Generating Salted Hashes in Power Bi

Table of Contents

Challenge

Earlier this month I was working on another report in Power BI. This time I needed to undertake trend analysis using personally identifying information (PII).

Access to the dataset that is the basis for this report is restricted. A very small number of users are authorised to access it. In contrast, the report is available to a wider number of users. Including the PII in the report is a significant breach of privacy.

I needed to create a way to de-identify the data in such a way that trend analysis is possible. While at the same time maintaining the confidentiality of the data.

Using a hashing function was a good start. The same information would generate the same hash value. It is also impossible to use the hashed value to derive the information passed into it.

Using a hash function wasn’t enough. As this would make the dataset vulnerable to analysis using a rainbow table.

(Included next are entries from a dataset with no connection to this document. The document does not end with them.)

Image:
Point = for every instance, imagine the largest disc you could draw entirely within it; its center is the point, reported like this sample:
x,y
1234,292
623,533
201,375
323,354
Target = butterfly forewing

I needed to use a hash function with a salt. I needed a salt that was a long and complex random string. This salt also could not become part of report. As a salt needs to be long, complex, random and secret.

Solution

Power BI has the ability to use scripts written in R software environment. More information on the capability is available here.

Below is the script that I developed. At a high level the script:

  1. Generates a random string.
  2. Uses the random string as a salt to hash the values in a column.
  3. Return the data with the column of hashed values added.

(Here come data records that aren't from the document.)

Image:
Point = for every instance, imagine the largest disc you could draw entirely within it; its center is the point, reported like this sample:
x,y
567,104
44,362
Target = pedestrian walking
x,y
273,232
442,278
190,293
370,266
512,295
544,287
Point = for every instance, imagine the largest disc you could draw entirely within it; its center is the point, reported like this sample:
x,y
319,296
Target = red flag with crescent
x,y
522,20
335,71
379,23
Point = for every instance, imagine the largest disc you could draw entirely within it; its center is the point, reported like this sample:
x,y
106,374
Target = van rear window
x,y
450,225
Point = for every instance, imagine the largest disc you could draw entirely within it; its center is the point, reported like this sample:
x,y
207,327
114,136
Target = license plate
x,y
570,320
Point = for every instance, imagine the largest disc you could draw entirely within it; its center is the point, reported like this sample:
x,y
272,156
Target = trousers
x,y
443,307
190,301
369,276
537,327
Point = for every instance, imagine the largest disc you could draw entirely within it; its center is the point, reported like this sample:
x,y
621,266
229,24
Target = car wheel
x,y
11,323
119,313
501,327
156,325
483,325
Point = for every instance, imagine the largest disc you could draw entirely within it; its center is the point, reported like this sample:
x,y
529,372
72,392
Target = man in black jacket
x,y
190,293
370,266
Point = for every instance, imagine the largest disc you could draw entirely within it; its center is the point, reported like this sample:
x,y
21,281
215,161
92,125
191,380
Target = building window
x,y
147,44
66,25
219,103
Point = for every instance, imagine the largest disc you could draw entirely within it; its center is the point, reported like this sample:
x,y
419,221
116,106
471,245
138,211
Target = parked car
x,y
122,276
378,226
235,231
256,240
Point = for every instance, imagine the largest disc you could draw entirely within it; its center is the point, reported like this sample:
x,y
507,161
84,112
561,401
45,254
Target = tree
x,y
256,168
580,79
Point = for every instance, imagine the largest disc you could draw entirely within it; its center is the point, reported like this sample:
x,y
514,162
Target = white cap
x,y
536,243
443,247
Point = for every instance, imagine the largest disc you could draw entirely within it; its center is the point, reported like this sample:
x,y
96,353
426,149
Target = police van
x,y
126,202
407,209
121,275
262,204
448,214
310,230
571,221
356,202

To use this script as a step in processing your datasource you will need the:

# 'dataset' holds the input data for this script

# Load some additional libraries.
# These need to be added to the R installation prior to using this script.
library( digest )
library( stringi )

# Get the length of the dataset.
len <- length( dataset[[1]] )

# Get a 128 character random string to use as the salt for hashing.
rsalt <- stri_rand_strings( 1, 128, pattern = "[A-Za-z0-9!@#$%]" )

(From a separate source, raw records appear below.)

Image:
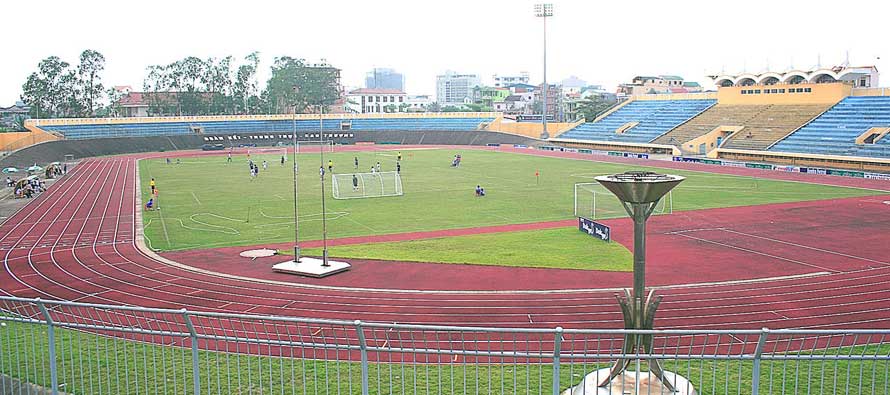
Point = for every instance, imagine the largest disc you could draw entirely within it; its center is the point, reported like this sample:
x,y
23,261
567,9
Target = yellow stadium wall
x,y
211,118
17,140
678,96
530,129
820,94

# Init an new empty vector to store the generated hash values.
hashes <- c()

# Identify which column has the plain text
plainTextCol <- 1

# Process each of the records.
for ( i in 1:len ) {
    hashes <- append( hashes, digest( paste( dataset[ i, plainTextCol ], rsalt, sep=" " ), "sha256", serialize = FALSE ) )
}

# Add the hashes to the dataset
dataset$hashed_values <- hashes

# Return the processed dataset
result <- dataset

Removal of the column with the PII from the dataset is the next step in the import process. The new column of hashed values supports trend analysis and privacy is maintained.

Benefits

The benefits of this approach are:

  1. The report supports trend analysis by using the hashed values as keys.
  2. Removal of the PII maintains the privacy of the people.
  3. Salted hash values do not support reverse engineering the PII.
  4. The salted hash is random on each refresh, and is not stored in the report.

Final Note

The Power BI service supports the use of R scripts. There is one important caveat. This support is contingent on the use of a personal data gateway. My use case requires scheduled refreshes of the dataset. It cannot rely on a users computer being available. I needed to find an alternate solution.